В 1937 году наиболее бросающейся в глаза особенностью населения Дарвина было большое количество мужчин. На каждую женщину приходилось примерно четверо мужчин. В настоящее время положение несколько изменилось: примерно на двух женщин приходится трое мужчин. Только у аборигенов и в известной мере у метисов соотношение полов было нормальным. Аборигены, свыкшиеся с городской жизнью, не хотели, чтобы их белые или желтые братья были лишены необходимого в жизни, и не видели ничего зазорного в том, чтобы поделиться с другими удовольствиями, монополией на которые они обладали, — женщинами. Кроме того, это означало и вознаграждение в виде муки, сахара, дешевого вина или даже опиума, которое предлагали вновь прибывшие. Таким образом, между вновь прибывающими и туземцами развивался оживленный обмен.

Его последствием, с одной стороны, было увеличение количества метисов, с другой — исчезновение туземного населения. Те, кто сейчас прибывает в Дарвин, встречают сотни туземцев, что, как кажется, опровергает сказанное. Но если поискать туземцев из племени ларакиа, населявших некогда эту область, то невозможно найти ни одного. Их больше пет. Они исчезли, вымерли. И произошло это просто. Не было никакого истребления, в муку не подсыпали мышьяк. Женщины заражались половыми болезнями, а иногда и проказой от своих любовников, передавали болезни своим мужьям, и так круг замыкался. От племени ларакиа осталась лишь горстка метисов различных оттенков.
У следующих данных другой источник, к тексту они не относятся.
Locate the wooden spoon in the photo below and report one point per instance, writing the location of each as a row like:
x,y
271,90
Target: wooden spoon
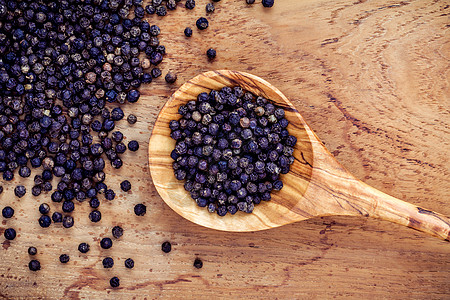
x,y
317,184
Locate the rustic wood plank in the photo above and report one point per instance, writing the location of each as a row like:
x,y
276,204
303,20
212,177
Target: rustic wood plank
x,y
369,77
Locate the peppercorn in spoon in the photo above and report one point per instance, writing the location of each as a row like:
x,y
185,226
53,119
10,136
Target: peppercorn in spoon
x,y
316,185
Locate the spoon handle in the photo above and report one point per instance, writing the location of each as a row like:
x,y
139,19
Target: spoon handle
x,y
395,210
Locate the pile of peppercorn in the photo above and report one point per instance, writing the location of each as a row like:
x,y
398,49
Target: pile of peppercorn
x,y
231,148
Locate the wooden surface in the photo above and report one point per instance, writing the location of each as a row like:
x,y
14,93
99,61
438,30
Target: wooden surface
x,y
369,77
316,185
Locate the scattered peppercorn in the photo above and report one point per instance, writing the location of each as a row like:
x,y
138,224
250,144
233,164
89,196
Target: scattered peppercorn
x,y
171,77
211,53
188,32
10,233
106,243
133,145
198,263
132,119
117,232
129,263
108,262
44,208
34,265
114,282
125,185
140,209
64,258
83,247
166,247
32,250
7,212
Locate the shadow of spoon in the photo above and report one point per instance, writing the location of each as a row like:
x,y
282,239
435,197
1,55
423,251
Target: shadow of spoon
x,y
316,185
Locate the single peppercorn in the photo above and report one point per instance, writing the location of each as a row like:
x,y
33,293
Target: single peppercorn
x,y
140,209
95,216
171,77
117,232
10,233
132,119
211,53
44,221
198,263
133,145
20,191
44,208
129,263
32,250
166,247
106,243
7,212
108,262
202,23
188,32
64,258
125,185
114,282
34,265
83,247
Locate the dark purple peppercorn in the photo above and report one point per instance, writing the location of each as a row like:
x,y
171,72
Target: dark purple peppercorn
x,y
7,212
108,262
140,209
83,247
68,221
44,208
202,23
34,265
198,263
95,216
44,221
166,247
64,258
211,53
133,145
57,217
129,263
114,282
32,250
106,243
10,234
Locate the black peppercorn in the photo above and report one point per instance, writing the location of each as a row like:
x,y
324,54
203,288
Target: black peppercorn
x,y
114,282
83,247
129,263
166,247
64,258
44,208
117,232
7,212
95,216
198,263
68,221
171,77
108,262
32,250
140,209
44,221
106,243
34,265
10,233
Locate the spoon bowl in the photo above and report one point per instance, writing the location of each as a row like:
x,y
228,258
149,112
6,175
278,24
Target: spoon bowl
x,y
316,185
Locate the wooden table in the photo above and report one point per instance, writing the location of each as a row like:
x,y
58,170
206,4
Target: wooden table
x,y
370,77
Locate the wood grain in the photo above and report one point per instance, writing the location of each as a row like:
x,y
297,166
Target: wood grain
x,y
369,77
317,185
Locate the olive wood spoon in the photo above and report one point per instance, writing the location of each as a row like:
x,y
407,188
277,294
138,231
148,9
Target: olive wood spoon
x,y
316,185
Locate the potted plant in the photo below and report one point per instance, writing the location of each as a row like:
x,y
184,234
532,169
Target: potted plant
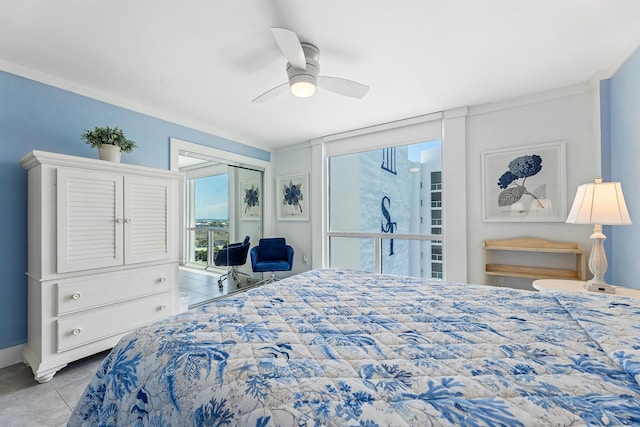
x,y
110,142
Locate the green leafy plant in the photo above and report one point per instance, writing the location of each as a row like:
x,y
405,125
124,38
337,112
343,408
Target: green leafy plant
x,y
111,136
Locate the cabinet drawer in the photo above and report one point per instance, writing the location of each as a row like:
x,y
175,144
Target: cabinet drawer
x,y
95,291
76,331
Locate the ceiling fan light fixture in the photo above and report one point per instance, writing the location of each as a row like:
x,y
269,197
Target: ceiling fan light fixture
x,y
302,85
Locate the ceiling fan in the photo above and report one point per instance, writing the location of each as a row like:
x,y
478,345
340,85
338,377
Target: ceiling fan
x,y
303,70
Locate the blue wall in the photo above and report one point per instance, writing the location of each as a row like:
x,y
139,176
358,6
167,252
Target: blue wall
x,y
620,114
35,116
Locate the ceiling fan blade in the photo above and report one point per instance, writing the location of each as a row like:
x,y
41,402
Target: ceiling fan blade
x,y
343,86
290,46
272,93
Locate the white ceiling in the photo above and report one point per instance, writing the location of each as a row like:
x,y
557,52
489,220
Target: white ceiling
x,y
200,63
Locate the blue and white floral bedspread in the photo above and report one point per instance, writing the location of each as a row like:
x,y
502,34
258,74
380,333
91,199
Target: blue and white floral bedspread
x,y
344,348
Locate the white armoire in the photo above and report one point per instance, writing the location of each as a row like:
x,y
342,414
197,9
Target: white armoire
x,y
103,243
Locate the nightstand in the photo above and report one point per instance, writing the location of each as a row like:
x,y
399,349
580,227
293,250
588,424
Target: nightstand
x,y
578,286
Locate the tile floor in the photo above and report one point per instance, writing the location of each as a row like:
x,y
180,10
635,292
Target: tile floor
x,y
25,403
202,285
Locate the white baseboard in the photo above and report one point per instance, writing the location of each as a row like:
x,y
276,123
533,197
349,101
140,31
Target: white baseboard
x,y
11,355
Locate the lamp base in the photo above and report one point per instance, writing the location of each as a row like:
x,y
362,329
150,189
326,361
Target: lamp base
x,y
600,287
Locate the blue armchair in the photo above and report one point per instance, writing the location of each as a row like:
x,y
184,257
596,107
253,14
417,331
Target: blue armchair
x,y
232,255
272,254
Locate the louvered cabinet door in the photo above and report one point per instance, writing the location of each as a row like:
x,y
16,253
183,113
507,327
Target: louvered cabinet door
x,y
147,219
90,220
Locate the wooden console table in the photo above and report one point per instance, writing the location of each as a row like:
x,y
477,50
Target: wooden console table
x,y
534,245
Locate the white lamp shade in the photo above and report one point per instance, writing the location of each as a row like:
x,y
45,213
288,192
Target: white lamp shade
x,y
599,203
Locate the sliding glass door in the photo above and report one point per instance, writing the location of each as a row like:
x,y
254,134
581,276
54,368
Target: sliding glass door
x,y
223,205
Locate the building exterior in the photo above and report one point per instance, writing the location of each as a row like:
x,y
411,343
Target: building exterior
x,y
386,191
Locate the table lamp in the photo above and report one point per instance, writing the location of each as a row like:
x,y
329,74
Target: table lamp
x,y
599,203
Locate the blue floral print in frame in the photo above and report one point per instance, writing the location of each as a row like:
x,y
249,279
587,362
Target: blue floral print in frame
x,y
250,196
293,197
524,184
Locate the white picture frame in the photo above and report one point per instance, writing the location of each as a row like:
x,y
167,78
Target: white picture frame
x,y
292,192
536,192
250,195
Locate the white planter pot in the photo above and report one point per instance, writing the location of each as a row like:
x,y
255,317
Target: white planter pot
x,y
110,153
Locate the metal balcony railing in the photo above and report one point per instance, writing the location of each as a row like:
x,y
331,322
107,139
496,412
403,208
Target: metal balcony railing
x,y
204,242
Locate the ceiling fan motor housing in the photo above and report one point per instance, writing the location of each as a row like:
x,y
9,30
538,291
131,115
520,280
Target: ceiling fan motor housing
x,y
310,75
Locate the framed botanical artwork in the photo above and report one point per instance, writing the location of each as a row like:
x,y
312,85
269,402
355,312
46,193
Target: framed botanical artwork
x,y
292,192
524,184
249,198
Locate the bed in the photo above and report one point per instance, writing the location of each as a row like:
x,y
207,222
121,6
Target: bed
x,y
344,348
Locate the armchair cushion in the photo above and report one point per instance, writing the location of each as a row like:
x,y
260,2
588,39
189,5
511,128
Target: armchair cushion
x,y
272,255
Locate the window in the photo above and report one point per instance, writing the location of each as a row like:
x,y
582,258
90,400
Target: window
x,y
375,201
389,160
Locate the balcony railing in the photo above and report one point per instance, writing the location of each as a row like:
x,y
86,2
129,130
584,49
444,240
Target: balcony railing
x,y
380,239
204,242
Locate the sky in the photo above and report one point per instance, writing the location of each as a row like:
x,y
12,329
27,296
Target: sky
x,y
212,197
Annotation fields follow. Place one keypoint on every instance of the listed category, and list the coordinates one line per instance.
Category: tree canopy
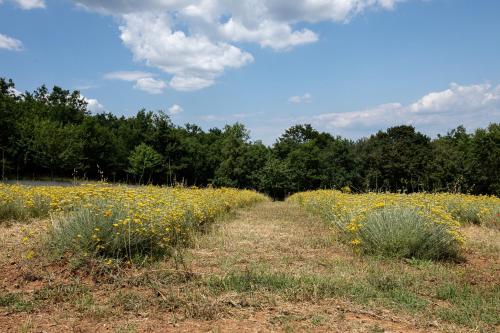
(51, 133)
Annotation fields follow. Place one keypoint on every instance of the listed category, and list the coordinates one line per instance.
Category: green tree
(144, 161)
(57, 147)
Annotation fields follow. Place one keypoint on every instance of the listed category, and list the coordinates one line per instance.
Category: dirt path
(278, 237)
(271, 267)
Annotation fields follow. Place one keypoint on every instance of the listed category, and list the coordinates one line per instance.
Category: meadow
(99, 257)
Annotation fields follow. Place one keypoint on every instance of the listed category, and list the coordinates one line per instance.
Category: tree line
(52, 134)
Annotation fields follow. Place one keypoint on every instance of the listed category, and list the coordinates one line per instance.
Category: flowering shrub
(417, 225)
(122, 222)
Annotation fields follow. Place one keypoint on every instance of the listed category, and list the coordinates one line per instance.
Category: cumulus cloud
(9, 43)
(30, 4)
(194, 61)
(175, 109)
(150, 85)
(306, 98)
(127, 75)
(143, 80)
(470, 105)
(194, 41)
(94, 106)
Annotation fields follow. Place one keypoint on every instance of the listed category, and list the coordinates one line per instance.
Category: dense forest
(52, 134)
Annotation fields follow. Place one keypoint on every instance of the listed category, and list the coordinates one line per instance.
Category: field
(133, 259)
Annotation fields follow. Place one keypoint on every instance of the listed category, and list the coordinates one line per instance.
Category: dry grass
(268, 268)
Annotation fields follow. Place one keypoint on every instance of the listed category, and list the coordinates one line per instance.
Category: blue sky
(349, 67)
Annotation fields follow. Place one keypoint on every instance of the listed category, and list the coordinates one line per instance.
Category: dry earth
(266, 268)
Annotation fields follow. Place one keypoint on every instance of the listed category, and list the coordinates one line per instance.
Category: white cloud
(276, 35)
(150, 85)
(471, 105)
(30, 4)
(15, 92)
(143, 80)
(194, 61)
(175, 109)
(306, 98)
(9, 43)
(194, 40)
(94, 106)
(127, 75)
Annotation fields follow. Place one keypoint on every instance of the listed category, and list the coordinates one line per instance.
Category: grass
(403, 232)
(271, 265)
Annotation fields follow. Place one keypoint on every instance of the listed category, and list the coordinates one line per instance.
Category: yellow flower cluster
(127, 215)
(349, 211)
Правда, осталось еще кое-что — название. Вдающийся в океан мыс, на котором живут чиновники высокого ранга, называется Ларакиа-Пойнт. У англосаксов в Австралии есть очень милый обычай — обеспечивать продолжение жизни уничтоженных ими народов, используя их названия для обозначения примечательных мест. Название «Ларакиа», в высшей степени мирного племени, носят также казармы австралийской армии в Дарвине. В последнее время военным судам австралийского морского флота стали присваивать названия австралийских племен: появились «Варраманга», «Аранта»; возможно, есть и «Ларакиа».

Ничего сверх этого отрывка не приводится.